The Mudcat Café TM
Thread #19551   Message #2945461
Posted By: GUEST,Steve
15-Jul-10 - 07:52 AM
Thread Name: Gospel Origin-Civil Rights & Labor Songs
Subject: RE: Gospel Origin-Civil Rights & Labor Songs
For gospel songs/hymns, I suggest you consult the publication _Gospel Hymns Nos. 1 to 6 Complete_, by Ira D. Sankey and others. Originally published by Biglow & Main Co., New York, 1895. Was issued in a reprint edition by Da Capo Press, New York, 1972, with an introduction by H. Wiley Hitchcock. This is probably the single most important collection of American gospel songs/hymns ever published. I think there are over 700 songs in it, probably all produced between 1870 and the publication date. (My mother left me a songster version of it with the texts of all 700-plus songs. Very easy to carry in your pocket.) The musical and religious movement its music chronicles had a tremendous impact on American popular culture. Biglow & Main was the primary publisher of early gospel songs by people like Sankey, Fanny Crosby and their ilk, but, to my knowledge, no one has done even so much as a dissertation on the company.
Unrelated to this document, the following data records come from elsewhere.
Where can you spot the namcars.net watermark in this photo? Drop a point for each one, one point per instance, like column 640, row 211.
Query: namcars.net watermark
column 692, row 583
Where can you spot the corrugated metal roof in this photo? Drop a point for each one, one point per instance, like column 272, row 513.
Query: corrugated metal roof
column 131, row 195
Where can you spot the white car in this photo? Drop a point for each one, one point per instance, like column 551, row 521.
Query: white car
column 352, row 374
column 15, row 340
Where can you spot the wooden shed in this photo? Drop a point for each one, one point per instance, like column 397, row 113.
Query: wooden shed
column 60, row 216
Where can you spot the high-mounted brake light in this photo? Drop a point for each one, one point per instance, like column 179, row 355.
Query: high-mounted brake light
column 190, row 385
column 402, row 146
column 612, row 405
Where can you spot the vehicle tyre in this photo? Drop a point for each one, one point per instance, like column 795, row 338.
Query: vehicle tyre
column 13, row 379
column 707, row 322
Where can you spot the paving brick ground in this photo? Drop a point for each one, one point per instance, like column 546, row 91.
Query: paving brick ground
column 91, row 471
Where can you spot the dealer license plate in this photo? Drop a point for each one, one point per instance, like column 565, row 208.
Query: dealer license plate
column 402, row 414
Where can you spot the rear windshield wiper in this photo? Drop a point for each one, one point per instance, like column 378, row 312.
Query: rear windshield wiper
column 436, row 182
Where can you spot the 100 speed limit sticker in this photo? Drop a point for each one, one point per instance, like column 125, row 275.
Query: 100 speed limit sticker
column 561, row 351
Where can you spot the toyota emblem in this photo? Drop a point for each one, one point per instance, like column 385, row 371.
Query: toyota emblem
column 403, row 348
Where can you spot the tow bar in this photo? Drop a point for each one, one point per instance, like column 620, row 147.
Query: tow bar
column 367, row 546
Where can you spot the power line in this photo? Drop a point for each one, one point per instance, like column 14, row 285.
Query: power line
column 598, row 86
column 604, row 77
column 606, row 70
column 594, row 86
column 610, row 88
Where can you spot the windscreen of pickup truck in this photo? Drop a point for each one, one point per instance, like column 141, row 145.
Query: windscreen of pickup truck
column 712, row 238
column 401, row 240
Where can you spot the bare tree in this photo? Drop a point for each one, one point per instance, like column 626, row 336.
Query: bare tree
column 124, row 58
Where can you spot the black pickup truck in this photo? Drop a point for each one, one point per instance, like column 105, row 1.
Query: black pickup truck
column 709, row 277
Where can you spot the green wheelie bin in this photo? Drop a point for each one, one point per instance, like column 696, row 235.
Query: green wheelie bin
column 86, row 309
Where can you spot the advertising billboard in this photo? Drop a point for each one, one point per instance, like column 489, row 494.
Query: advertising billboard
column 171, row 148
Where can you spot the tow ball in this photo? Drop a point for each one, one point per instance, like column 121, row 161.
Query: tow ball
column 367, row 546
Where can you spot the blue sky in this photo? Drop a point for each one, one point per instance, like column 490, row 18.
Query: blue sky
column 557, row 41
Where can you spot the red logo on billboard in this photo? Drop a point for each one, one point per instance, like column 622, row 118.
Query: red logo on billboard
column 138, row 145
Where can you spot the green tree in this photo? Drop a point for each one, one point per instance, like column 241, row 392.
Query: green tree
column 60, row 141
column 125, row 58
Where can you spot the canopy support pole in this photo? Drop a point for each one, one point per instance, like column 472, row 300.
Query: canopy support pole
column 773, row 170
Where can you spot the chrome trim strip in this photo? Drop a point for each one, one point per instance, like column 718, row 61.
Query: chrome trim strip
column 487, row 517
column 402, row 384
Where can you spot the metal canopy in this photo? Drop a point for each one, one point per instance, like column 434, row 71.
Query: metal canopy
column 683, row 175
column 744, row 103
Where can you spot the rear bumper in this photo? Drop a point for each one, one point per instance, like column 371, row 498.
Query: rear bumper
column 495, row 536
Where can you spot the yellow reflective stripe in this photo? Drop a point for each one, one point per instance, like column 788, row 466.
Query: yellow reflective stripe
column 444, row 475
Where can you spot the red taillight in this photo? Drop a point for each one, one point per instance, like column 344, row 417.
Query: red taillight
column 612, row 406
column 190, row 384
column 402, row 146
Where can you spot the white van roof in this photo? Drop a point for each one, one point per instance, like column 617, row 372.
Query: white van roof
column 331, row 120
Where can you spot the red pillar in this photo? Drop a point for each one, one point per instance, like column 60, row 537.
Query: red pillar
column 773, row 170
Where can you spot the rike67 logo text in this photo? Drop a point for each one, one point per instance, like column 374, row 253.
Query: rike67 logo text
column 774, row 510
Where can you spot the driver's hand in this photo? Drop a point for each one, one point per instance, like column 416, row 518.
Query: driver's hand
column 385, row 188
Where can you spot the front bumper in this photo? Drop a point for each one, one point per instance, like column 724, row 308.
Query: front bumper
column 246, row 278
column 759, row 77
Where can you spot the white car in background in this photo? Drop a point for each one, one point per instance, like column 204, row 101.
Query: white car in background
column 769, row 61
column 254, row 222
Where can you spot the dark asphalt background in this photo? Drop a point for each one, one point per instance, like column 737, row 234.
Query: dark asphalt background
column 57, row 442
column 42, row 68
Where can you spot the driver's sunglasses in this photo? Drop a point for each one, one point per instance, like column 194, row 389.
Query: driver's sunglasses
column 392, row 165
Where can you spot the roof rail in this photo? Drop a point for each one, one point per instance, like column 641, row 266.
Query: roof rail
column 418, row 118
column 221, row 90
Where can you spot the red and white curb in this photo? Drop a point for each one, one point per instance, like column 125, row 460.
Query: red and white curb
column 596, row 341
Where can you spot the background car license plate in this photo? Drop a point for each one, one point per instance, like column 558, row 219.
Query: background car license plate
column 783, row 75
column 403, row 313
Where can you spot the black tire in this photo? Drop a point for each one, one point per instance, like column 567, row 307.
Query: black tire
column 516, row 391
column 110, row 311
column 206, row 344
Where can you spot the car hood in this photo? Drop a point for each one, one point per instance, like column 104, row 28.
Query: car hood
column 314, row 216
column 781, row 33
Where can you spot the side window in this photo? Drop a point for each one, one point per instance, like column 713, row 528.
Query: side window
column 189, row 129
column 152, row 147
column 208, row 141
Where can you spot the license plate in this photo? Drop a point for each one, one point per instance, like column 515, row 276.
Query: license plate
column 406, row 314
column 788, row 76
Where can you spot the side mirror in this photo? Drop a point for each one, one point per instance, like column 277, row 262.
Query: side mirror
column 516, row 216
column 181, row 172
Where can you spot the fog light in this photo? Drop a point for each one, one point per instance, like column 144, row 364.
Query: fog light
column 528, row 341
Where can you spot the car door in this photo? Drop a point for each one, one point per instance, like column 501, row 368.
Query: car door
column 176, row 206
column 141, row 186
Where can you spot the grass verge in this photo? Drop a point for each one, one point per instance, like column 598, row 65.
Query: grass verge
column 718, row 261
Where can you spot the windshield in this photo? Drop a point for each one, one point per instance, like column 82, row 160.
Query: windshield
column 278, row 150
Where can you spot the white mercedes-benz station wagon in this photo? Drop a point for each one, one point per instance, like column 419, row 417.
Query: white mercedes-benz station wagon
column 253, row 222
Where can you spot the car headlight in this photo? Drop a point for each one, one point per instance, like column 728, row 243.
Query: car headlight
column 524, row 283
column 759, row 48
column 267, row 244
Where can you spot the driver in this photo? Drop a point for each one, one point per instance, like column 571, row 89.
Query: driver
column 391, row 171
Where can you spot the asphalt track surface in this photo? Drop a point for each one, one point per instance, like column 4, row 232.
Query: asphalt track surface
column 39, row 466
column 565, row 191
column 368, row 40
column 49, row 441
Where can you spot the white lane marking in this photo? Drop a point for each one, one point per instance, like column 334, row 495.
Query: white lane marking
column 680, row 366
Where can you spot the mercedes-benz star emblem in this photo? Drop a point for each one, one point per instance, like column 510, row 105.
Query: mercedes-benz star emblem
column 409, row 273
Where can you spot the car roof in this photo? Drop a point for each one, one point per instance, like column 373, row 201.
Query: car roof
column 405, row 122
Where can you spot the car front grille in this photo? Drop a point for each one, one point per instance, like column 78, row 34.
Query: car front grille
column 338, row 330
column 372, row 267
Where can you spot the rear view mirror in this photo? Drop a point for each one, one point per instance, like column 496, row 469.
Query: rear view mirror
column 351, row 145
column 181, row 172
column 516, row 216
If it matters, you might want to think about what you mean when you use that term "gospel." Within the English-speaking world, there are basically three types of gospel songs or hymns. The first is that represented by the publications of Biglow & Main (New York) and a few others (the John Church Co. of Cincinnati, for example). This is Northern urban gospel, the product of evangelist-musician teams like Dwight L. Moody and Ira Sankey. This movement (at the time, a musical juggernaut much like CCM and Praise and Worship music today) produced the first publication bearing that term "gospel song" or "gospel hymn" in 1874. The second is the gospel rep that was the product of (often small) southern publishers like Ruebush-Kieffer (near Harrisonburg, VA), A. J. Showalter (Dalton, GA), James D. Vaughan (Lawrenceburg, TN), Stamps-Baxter (Dallas, TX, and Chattanooga, TN), Stamps Quartet (Dallas), Hartford Music Co. (Hartford, AR) and numerous others. This includes the songs of Albert E. Brumley ("I'll Fly Away," "Turn Your Radio On"), Luther Presley, Adger Pace, etc. Since the 1970s this tradition has been called southern gospel. Primary collections of this rep are _Church Hymnal_ (Cleveland, TN: Tennessee Music and Printing Co., 1951; they've sold many millions) and _Heavenly Highway Hymns_ (originally Stamps-Baxter, now published by Brentwood-Benson Co.). They're typically published in seven-shape notation. And then there's the black gospel tradition, which I know less well. For most Americans today, the term "gospel" means black gospel, which has a history distinct from, but related to, the other two. Some scholars of black gospel tend to distinguish between gospel songs, jubilee songs, and spirituals (in reverse chronological order), but a lot of people just refer to it all as "gospel." If all this confuses you, don't worry. Scholars are confused about it too.

Hope this doesn't feel like a wet blanket! (BTW, I'm a big fan of Judith of Seattle.)